Grazie, Mancio

Par Rafaele Graziano publié le 21 Juil 2021

L’Italie est championne d’Europe, difficile d’y croire, pourtant c’est bien vrai. Moins “sexys” ou “bankable”, les Azzurri ont, tels des Croisés en terre païenne, arraché le graal européen devant une foule désemparée, libérant tout un peuple d’un poids trop lourd à supporter. Mais à qui le mérite, en fin de compte ? Le rôle de Mancini est-il considéré à sa juste valeur ? Si derrière chaque entreprise se cache l’ambition d’un homme, Mancini restera dans l’histoire de la Nazionale comme l’architecte d’un projet impossible, glorieux non seulement pour la victoire, mais parce qu’il fut le seul à y croire.

Une seconde chance

Roberto Mancini débute sa carrière de joueur très tôt, aspirant à représenter son pays dans plusieurs compétitions internationales, il n’en sera rien. Souvent mis sur le carreau malgré une vision de jeu hors du commun, il ne sera sélectionné qu’au mondial 1990 qu’il ne jouera jamais. Victime collatérale d’une génération maudite, il n’obtiendra jamais la rétribution méritée. Arrivé à la tête de la Nazionale, une vengeance personnelle était ouvertement déclarée. Il alimentera cette vengeance par le sort (malheureux) de son ami le plus fidèle, Gianluca Vialli qui se remet à peine d’une lutte interminable avec le cancer. I gemelli del gol sont inséparables, ils forment un noyau indéboulonnable, source d’inspiration quotidienne pour leurs ragazzi. Remporter cet Euro, c’est aussi rendre honneur au bomber qu’était Vialli, bien plus qu’un ami, un modèle.

L’homme et ses valeurs

On l’a vu se rendre auprès de Luis Enrique au début de la rencontre face à l’Espagne pour lui souhaiter bonne chance, encenser ses adversaires, on l’a vu avancer avec humilité et détermination, sans jamais cacher son ambition mais toujours dans le respect et en connaissance de ses forces et ses faiblesses. Il donne du temps de jeu à Sirigu s’attirant la sympathie des médias, bref, à l’image de son costume systématiquement impeccable, Roberto transpire l’élégance – le reflet d’une ligne de conduite irréprochable.
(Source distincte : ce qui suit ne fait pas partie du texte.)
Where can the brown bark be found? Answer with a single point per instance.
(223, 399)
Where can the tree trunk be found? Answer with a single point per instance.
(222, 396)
Un régime personnalisé, de l’exercice, il vit l’expérience de sélectionneur en véritable père de famille. Jamais ni trop dur, ni trop tendre il met un point d’honneur sur l’exigence et la maturité. Mancio est un gagnant, un battant qui ne recule devant aucun défi, aucune superstition, aucune critique. Comme il le dit si bien : « Nous somme maîtres de notre destin ».

Un leader incontestable

Encensé par ses pairs, c’est surtout l’impact psychologique sur ses joueurs qui est saisissant. C’est indéniable, Mancini sait se faire écouter : preuve en est du discours donné dans les vestiaires en finale – le clou d’un spectacle initié depuis 34 rencontres déjà. Cette Italie, c’est le fruit d’un travail de forcené mêlant révolution, charisme mais surtout enthousiasme. Ce dernier devenu mot d’ordre d’un groupe de jeunots dévoué corps et âme à leur pays, dévoué à leur ct.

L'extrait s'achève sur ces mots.